Step 5: Corners and Tricks
This is where track making can get a little tricky and requires yet more trial, error and more trial.
Start off by having a think about track layout - remember you are relying on gravity to get the ball travelling around the track. You can get away with very slight gradients to get the ball moving slowly. You can include sharper drops for loops and jumps but bear in mind that this will get your ball to the bottom of your track much more quickly.
Increased ball speed also means that some corners may need to include side barriers to keep the ball on the track. These are the things that you will find whilst building your own track.
Start off by trying to make a corner piece. Make a section of straight track with a few sleepers, then take the track out of the jig and convince round into as smooth a curve as possible with your hands. Do one track rail at a time.

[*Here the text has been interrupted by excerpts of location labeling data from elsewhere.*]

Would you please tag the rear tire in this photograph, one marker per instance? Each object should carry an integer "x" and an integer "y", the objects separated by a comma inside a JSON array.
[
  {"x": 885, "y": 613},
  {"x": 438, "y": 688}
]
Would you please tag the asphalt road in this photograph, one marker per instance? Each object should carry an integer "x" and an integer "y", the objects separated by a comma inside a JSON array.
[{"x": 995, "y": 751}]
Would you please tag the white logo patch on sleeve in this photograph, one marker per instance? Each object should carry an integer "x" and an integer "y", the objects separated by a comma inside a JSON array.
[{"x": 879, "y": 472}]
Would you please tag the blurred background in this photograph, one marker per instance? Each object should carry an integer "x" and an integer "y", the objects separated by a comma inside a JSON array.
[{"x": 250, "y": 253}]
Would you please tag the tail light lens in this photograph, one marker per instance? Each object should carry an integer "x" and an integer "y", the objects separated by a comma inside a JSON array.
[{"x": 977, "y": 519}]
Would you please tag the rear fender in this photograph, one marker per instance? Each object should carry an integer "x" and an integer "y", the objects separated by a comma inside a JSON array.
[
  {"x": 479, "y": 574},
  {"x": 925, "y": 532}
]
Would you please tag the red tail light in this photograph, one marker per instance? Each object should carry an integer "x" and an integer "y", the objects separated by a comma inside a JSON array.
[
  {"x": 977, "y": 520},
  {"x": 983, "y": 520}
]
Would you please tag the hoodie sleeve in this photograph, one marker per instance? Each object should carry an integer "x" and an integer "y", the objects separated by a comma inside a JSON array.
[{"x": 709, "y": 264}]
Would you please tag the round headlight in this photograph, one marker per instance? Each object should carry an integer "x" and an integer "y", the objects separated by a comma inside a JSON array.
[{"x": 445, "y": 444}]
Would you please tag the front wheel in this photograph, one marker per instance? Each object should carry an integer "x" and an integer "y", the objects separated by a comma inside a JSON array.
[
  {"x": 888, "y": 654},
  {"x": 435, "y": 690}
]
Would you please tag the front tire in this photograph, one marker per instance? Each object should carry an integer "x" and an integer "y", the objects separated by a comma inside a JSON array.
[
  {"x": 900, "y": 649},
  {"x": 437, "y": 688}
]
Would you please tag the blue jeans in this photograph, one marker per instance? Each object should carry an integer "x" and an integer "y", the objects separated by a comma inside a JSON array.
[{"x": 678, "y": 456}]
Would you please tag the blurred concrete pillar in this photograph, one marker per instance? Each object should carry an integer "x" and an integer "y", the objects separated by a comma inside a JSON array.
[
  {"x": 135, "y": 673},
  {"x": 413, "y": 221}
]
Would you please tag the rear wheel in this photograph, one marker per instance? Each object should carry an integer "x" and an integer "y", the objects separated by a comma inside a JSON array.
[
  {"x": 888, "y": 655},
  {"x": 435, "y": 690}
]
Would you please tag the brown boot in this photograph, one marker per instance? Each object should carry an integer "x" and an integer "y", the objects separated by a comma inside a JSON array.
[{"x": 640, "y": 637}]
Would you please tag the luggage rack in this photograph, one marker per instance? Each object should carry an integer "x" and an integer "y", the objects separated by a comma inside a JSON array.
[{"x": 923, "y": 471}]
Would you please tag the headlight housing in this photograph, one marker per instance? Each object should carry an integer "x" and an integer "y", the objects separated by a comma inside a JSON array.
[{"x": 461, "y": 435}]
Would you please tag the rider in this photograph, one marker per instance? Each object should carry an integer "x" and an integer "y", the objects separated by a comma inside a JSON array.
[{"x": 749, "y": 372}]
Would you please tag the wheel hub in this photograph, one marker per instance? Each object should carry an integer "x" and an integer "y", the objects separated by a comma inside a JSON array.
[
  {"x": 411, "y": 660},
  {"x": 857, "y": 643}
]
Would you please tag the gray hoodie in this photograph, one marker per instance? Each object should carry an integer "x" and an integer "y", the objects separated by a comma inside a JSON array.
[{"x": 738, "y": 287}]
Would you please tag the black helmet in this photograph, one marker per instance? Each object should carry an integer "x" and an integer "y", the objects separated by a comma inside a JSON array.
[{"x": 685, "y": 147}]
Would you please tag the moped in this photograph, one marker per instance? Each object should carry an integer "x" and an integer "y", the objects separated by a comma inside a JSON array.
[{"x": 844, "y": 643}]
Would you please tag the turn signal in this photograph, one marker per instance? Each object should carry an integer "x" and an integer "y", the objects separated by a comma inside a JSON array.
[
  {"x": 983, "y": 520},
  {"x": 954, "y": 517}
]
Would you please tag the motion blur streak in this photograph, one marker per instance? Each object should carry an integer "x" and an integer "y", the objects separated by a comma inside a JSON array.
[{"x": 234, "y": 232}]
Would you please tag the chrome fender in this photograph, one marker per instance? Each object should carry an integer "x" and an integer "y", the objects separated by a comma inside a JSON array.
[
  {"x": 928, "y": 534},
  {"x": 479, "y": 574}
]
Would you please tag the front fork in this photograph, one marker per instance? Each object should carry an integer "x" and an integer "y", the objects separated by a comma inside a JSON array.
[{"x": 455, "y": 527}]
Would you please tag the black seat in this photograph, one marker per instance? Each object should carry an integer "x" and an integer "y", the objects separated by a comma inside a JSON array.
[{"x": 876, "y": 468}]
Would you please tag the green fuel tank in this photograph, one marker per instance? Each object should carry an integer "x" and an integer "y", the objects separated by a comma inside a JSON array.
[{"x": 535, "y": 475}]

Once you have something that looks pretty much right, put the straight at the other end back into the jig and solder on your sleepers. You can then add sleepers to the corner section too, making sure that you keep the gauge of the track as consistent as possible.
Test your corner out and see if the ball bearing runs smoothly around it. Once you have done this, start thinking about other sections of track to make.
Remember that you can make your track modular to a certain extent: make corners, straights, loops and so on individually. You can then start to assemble the pieces into a rollercoaster.
Experiment with different track pieces and peculiarities - loops and screws are fun. We also made a small jump with a cage to catch the ball bearing, and a swinging bridge in an earlier prototype.